O Conselho Municipal de Povos de Tradição e Matriz Africana promoveu na última sexta-feira (29) o bate-papo sobre a mulher negra da educação. O evento na Vitrine Cultural, próximo da Casa de Gomes Jardim, no Centro, ocorreu em alusão ao Dia da Mulher Negra Latino Americana e Caribenha, comemorado no último dia 25.
A roda contou com a presença da mãe de santo Tati de Oyá e as professoras Adriana Santos e Petronilha Beatriz Gonçalves e Silva.

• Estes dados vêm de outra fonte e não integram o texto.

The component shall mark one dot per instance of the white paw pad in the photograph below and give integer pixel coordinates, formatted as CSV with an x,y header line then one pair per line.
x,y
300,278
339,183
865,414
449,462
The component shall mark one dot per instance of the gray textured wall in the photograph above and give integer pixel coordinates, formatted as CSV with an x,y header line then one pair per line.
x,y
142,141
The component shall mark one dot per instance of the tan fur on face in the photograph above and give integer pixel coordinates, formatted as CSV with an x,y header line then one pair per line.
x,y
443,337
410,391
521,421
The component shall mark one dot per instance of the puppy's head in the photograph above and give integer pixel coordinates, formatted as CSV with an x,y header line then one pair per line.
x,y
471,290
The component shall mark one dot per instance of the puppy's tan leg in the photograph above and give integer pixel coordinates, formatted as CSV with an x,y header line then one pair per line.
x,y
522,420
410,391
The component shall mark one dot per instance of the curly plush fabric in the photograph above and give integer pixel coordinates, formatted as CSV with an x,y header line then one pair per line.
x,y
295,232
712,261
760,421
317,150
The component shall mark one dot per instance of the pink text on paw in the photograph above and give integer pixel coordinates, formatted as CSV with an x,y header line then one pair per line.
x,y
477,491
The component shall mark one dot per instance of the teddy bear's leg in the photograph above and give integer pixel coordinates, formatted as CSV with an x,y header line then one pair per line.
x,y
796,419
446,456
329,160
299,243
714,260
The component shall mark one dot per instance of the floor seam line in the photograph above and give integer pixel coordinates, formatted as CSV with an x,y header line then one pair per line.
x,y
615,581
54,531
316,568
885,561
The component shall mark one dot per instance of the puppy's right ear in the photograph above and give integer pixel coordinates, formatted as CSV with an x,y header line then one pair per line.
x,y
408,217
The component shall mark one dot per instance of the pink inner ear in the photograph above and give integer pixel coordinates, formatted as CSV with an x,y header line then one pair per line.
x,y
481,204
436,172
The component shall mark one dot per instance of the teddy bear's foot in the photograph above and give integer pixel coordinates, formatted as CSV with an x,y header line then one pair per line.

"Sei que os preconceitos ainda existem e estão em todas as partes. Não há dúvida que sofro preconceito, quanto mais escuro o tom da pele, mais o colorismo nos atinge, maior é o nível de não aceitabilidade na nossa posição, como sociedade, professora, pessoa, intelectual. Parece que a gente é zero. [...] Mas nunca me atingiu, sempre fui para cima no sentido de empoderamento, me colocar e me mostrar nos lugares onde estou. E sempre procurei em transformar esses espaços em espaços de luta", disse Adriana.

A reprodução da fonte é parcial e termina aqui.